I depositi bancari cinesi, ad oggi, rendendo più del tasso di inflazione restano la collocazione privilegiata per i piccoli risparmiatori, i quali intendono tutelare il proprio potere d’acquisto per il futuro. Seppur in Cina il risparmio sia più che altro una questione culturale (evidenziando tassi di risparmi molto più alti rispetto gli altri BRICS), sono allo studio misure atte ad incentivare ulteriormente la spesa privata: con la soppressione del tetto minimo di interesse sui depositi bancari, infatti, la remunerazione di questi patrimoni quiescenti tenderà a scendere, si risparmierà di meno e le risorse circoleranno maggiormente, stimolando la crescita.

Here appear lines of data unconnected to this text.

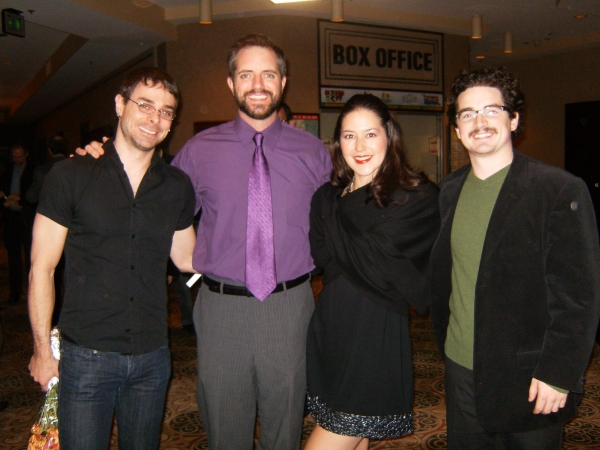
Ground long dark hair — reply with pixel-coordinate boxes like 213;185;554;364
331;94;430;208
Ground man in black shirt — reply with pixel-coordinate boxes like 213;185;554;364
29;68;195;450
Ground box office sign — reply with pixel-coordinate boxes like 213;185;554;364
319;86;444;111
319;21;443;92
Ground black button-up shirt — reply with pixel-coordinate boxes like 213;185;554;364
37;141;195;354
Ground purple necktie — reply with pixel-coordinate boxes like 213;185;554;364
246;133;277;302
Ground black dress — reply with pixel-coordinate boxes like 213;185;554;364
307;183;439;439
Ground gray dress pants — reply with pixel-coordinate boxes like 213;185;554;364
194;277;314;450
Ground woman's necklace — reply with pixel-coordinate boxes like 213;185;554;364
346;177;354;194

Una nota di McKinsey & Company, risalente a qualche mese fa, spiegava come tv e giornali, preoccupati per la contrazione della crescita cinese e per la restrizione dei consumi, interpretassero in modo sbagliato i dati forniti dagli uffici di statistica. Seppur il rapporto consumo/PIL cinese sia diminuito da circa il 51 per cento del 1985 al 43 per cento nel 1995, al 34 per cento nel 2013, la compagnia newyorkese risponde con grande fermezza: “Don’t worry about this stuff” (“non preoccupatevi di questa cosa”).

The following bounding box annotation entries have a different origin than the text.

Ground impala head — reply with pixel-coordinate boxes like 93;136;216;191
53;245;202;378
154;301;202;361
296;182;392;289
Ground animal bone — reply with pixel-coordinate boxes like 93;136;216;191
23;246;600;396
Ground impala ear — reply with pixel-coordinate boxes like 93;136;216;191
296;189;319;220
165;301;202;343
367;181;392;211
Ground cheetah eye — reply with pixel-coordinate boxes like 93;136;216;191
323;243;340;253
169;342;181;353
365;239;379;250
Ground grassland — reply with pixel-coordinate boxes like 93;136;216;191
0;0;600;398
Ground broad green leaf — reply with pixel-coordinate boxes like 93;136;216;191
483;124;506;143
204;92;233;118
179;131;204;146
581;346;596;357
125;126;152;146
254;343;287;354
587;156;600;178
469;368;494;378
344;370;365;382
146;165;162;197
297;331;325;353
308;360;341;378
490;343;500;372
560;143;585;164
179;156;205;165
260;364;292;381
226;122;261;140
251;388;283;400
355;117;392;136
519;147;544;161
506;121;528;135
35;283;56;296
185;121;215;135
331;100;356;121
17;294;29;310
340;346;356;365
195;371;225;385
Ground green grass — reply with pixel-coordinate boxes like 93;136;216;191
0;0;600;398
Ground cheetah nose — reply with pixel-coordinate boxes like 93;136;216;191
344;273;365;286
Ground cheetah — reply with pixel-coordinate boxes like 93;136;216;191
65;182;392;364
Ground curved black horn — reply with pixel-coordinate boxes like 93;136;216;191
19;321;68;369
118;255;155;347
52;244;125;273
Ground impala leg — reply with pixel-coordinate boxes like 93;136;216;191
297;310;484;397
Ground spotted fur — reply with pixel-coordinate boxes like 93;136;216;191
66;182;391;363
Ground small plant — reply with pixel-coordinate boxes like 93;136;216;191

Proseguendo nella lettura, infatti, si evidenzia che dal 2000 al 2010, la dimensione dell’economia cinese è più che raddoppiata. I consumi sono cresciuti da circa 650 miliardi di dollari a quasi 1.400 miliardi. Indipendentemente dal suo rapporto con il PIL, i consumi della Cina, in termini assoluti, sono cresciuti più velocemente che in qualsiasi altro paese.
Non sfugga che in ogni economia, a prescindere dalla propensione al risparmio, tanto più i salari sono bassi tanto più la quota consumi risulterà alta, poiché la parte di introiti necessari a garantire una dignitosa sopravvivenza non può scendere indefinitamente oltre una certa soglia; al crescere della disponibilità economica, di fatto, se da un lato è possibile affrontare spese prima impossibili, dall’altro una quota di surplus può essere accantonata per il futuro: qui sta la lungimiranza del governo di Pechino, che punta a stimolare l’economia non attraverso inutili e sanguinose manovre monetarie o folli dogmi di austerità, bensì alimentando la crescita di quel ceto medio che coi suoi consumi può fungere da volano per la crescita interna e non solo.

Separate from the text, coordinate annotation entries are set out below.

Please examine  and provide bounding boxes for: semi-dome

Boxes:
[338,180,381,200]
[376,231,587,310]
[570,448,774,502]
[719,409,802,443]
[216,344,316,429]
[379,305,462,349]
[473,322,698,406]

Il tono entusiastico utilizzato dalla società di consulenza più influente al mondo quasi sorprende. Gli autori della pubblicazione, Jeffrey Towson e Jonathan Woetzel invitano, quando si tratta di consumi, a tenere in considerazione l’impressionante dato proveniente dal reddito famigliare. Quest’ultimo in Cina è enorme, probabilmente sopra ai 5.000 miliardi di dollari l’anno. In più, non figurando vasta parte del reddito nei dati ufficiali per oggettive difficoltà nella stima del sommerso, possiamo indentificarlo come una soglia minima che di fatto, basta a sovrastare i corrispettivi dati provenienti dagli altri BRICS.
È ormai tesi condivisa che un’ulteriore e decisiva spinta propulsiva all’economia del Paese verrebbe data da una revisione dei salari minimi, che stanno ancora penalizzando i lavori meno qualificati. Questo intervento, insieme alle riforme agrarie (avviate per ora solo come programmi pilota) accrescerebbero il reddito delle popolazioni rurali, cogliendo in pieno le potenzialità dello Stato asiatico e fugando ogni dubbio in merito alla sua crescita. Ci sono dunque ampi margini di miglioramento, che se sfruttati a pieno, eleverebbero la Cina a prima economia del mondo in un tempo non lontano.